Cette réduction du gouvernement féodal à une grandeur qui n’en est plus que l’ombre, a dû coûter cher à l’état ; mais à quelque prix qu’on achette l’unité du pouvoir & de l’obéissance, l’avantage de n’être plus en bute au caprice aveugle & tyrannique de l’autorité fiduciaire, le bonheur de vivre sous la tutele inviolable des lois toûjours prêtes à s’armer contre les usurpations, les vexations & les violences ; il est certain que de tels biens ne seront jamais trop payés.

Dans la constitution présente des choses il nous semble donc que les grands sont dans la monarchie françoise, ce qu’ils doivent être naturellement dans toutes les monarchies de l’Univers ; la nation les respecte sans les craindre ; le souverain se les attache sans les enchaîner, & les contient sans les abattre : pour le bien leur crédit est immense ; ils n’en ont aucun pour le mal, & leurs prérogatives mêmes sont de nouveaux garans pour l’état du zele & du dévouement dont elles sont les récompenses.

Dans le gouvernement despotique tel qu’il est souffert en Asie, les grands sont les esclaves du tyran, & les tyrans des esclaves ; ils tremblent & ils font trembler : aussi barbares dans leur domination que lâches dans leur dépendance, ils achetent par leur servitude auprès du maître, leur autorité sur les sujets, également prêts à vendre l’état au prince, & le prince à l’état ; chefs du peuple dès qu’il se révolte, & ses oppresseurs tant qu’il est soûmis.

Si le prince est vertueux, s’il veut être juste, s’il peut s’instruire, ils sont perdus : aussi veillent-ils nuit & jour à la barriere qu’ils ont élevée entre le throne & la vérité ; ils ne cessent de dire au souverain, vous pouvez tout, afin qu’il leur permette de tout oser ; ils lui crient, votre peuple est heureux, au moment qu’ils expriment les dernieres gouttes de sa sueur & de son sang ; & si quelquefois ils consultent ses forces, il semble que ce soit pour calculer en l’opprimant combien d’instans encore il peut souffrir sans expirer.

Malheureusement pour les états où de pareils monstres gouvernent, les lois n’y ont point de tribunaux, la foiblesse n’y a point de refuge : le prince s’y reserve à lui seul le droit de la vindicte publique ; & tant que l’oppression lui est inconnue, les oppresseurs sont impunis.

Telle est la constitution de ce gouvernement déplorable, que non-seulement le souverain, mais chacun des grands dans la partie qui lui est confiée, tient la place de la loi.

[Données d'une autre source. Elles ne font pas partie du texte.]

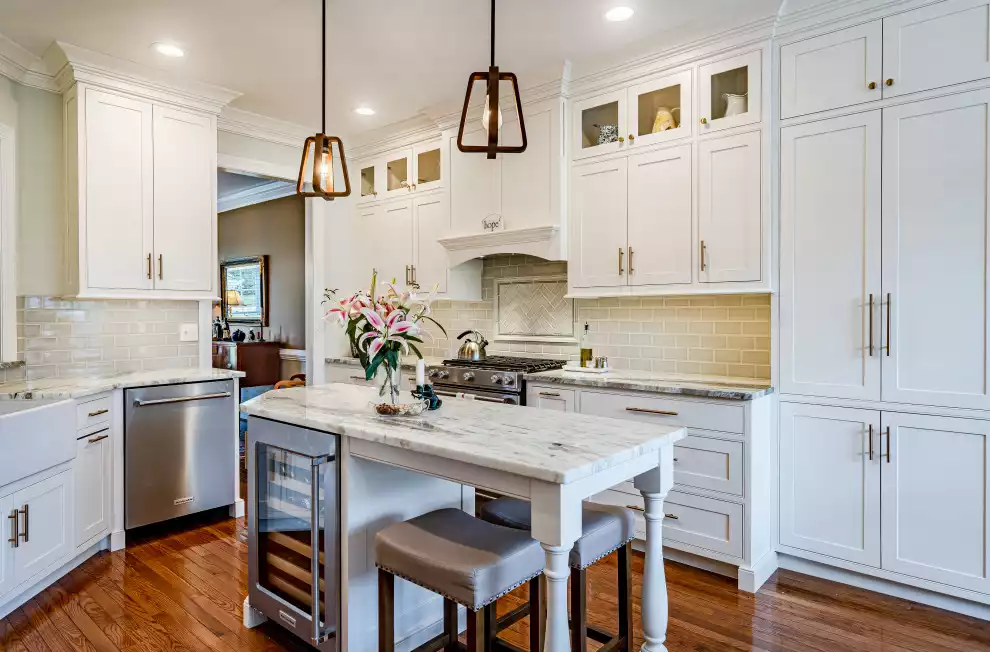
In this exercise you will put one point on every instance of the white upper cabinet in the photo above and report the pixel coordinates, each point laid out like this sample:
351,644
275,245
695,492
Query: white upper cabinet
659,222
936,494
598,231
837,69
937,45
730,208
830,257
730,92
116,190
830,481
935,243
185,200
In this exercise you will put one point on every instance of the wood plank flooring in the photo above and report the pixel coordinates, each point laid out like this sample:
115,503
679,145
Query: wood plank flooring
180,588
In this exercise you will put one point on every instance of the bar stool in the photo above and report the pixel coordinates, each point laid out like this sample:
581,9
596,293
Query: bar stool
467,561
605,529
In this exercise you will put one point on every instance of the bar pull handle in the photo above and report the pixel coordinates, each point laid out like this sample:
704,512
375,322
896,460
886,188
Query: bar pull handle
871,328
14,540
665,413
181,399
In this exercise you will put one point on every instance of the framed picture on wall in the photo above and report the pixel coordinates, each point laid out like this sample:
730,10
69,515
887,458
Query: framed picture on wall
244,290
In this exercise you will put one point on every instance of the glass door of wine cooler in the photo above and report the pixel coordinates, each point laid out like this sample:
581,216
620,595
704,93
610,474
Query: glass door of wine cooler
293,530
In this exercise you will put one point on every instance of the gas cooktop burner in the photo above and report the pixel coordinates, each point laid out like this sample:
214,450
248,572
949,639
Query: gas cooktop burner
508,363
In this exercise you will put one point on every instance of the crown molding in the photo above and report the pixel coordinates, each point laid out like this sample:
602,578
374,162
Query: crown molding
78,65
253,125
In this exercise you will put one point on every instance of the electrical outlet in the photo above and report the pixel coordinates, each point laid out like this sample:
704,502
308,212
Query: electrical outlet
189,332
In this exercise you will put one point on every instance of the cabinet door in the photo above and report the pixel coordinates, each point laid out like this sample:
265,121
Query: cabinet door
475,184
427,166
598,211
46,528
832,70
660,110
399,174
92,491
937,45
935,497
430,222
530,186
829,485
935,243
731,92
185,200
599,125
660,240
830,257
729,208
119,193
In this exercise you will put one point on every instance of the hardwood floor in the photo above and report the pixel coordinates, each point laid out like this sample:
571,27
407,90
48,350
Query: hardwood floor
181,588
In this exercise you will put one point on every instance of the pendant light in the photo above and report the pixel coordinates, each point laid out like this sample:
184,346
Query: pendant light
321,145
492,114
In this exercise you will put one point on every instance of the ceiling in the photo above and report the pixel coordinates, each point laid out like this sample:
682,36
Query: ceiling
396,56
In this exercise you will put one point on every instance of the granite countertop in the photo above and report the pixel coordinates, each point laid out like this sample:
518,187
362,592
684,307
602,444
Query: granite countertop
739,389
558,447
59,388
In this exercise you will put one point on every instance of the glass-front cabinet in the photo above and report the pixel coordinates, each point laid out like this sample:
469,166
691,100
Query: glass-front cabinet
730,92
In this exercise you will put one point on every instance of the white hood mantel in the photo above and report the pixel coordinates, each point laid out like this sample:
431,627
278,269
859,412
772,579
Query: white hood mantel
541,241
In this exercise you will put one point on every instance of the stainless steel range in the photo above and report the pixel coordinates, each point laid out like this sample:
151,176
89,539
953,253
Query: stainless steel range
496,379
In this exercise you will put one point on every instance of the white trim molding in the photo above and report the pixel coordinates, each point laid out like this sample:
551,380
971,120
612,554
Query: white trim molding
541,241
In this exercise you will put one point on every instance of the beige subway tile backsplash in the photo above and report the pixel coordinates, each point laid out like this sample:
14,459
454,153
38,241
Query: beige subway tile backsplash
720,335
70,337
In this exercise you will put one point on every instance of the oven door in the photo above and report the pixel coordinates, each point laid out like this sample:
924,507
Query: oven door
485,395
293,529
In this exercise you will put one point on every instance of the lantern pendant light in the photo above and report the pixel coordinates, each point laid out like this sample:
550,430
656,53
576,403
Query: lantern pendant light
492,115
321,145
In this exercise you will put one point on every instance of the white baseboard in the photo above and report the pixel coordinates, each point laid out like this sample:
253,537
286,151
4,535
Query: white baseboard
886,587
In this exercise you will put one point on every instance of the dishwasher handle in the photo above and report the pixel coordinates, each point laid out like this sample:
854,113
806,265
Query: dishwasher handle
181,399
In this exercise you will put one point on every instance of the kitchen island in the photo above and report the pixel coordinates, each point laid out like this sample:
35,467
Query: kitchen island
394,468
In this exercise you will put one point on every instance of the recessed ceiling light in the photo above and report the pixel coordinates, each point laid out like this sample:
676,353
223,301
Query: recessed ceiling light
618,14
168,50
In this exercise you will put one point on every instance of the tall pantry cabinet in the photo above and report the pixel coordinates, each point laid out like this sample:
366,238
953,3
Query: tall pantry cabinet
884,239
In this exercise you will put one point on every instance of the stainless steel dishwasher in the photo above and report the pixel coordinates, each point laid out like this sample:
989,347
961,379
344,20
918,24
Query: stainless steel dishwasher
180,450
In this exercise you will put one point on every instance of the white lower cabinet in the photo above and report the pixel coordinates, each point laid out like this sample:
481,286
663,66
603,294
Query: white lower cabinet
903,493
92,491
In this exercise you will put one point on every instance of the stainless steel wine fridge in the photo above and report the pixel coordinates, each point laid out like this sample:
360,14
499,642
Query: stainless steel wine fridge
294,529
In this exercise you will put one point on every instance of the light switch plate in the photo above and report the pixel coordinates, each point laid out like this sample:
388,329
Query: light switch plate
189,332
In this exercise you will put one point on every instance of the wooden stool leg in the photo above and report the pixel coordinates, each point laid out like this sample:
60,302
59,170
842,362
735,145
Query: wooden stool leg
450,625
579,610
625,596
386,611
537,613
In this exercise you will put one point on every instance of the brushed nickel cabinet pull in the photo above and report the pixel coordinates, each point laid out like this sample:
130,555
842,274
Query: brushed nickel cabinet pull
665,413
14,538
871,328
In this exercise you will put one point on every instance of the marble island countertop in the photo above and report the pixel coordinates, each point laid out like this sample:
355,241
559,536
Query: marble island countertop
61,388
540,444
740,389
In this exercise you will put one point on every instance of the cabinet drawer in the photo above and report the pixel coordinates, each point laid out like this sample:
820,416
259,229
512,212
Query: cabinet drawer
93,413
673,412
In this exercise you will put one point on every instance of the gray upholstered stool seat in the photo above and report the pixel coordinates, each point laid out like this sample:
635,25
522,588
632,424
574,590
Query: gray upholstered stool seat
604,528
458,556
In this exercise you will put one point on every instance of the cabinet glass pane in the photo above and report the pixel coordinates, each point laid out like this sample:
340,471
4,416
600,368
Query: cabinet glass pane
285,527
659,110
428,166
398,173
730,93
368,181
600,125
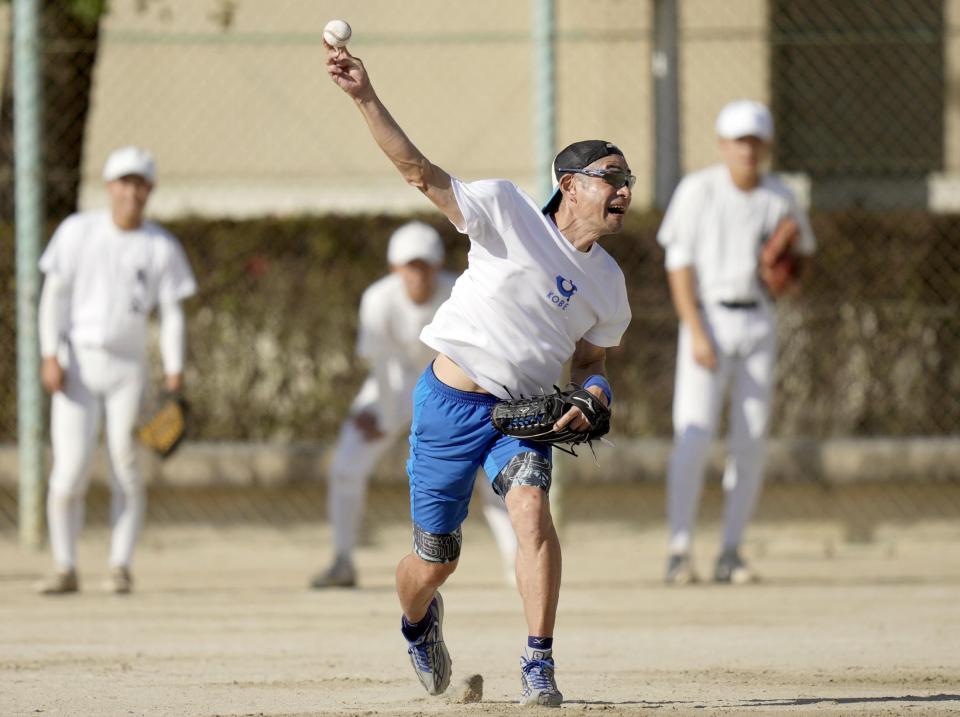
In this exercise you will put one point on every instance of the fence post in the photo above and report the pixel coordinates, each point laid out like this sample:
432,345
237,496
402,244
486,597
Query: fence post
29,225
666,101
544,95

Il faut donc pour que la justice y regne, que non-seulement un homme, mais une multitude d’hommes soient infaillibles, exempts d’erreur & de passion, détachés d’eux-mêmes, accessibles à tous, égaux pour tous comme la loi ; c’est-à-dire qu’il faut que les grands d’un état despotique soient des dieux. Aussi n’y a-t-il que la théocratie qui ait le droit d’être despotique ; & c’est le comble de l’aveuglement dans les hommes que d’y prétendre ou d’y consentir. Article de M. Marmontel .

GRANDEUR

Grandeur (Philosophie Morale)

Grandeur, s. f. (Phil. mor.) ce terme en Physique & en Géométrie est souvent absolu, & ne suppose aucune comparaison ; il est synonyme de quantité, d’étendue. En Morale il est relatif, & porte l’idée de supériorité. Ainsi quand on l’applique aux qualités de l’esprit ou de l’ame, ou collectivement à la personne, il exprime un haut degré d’élévation au-dessus de la multitude.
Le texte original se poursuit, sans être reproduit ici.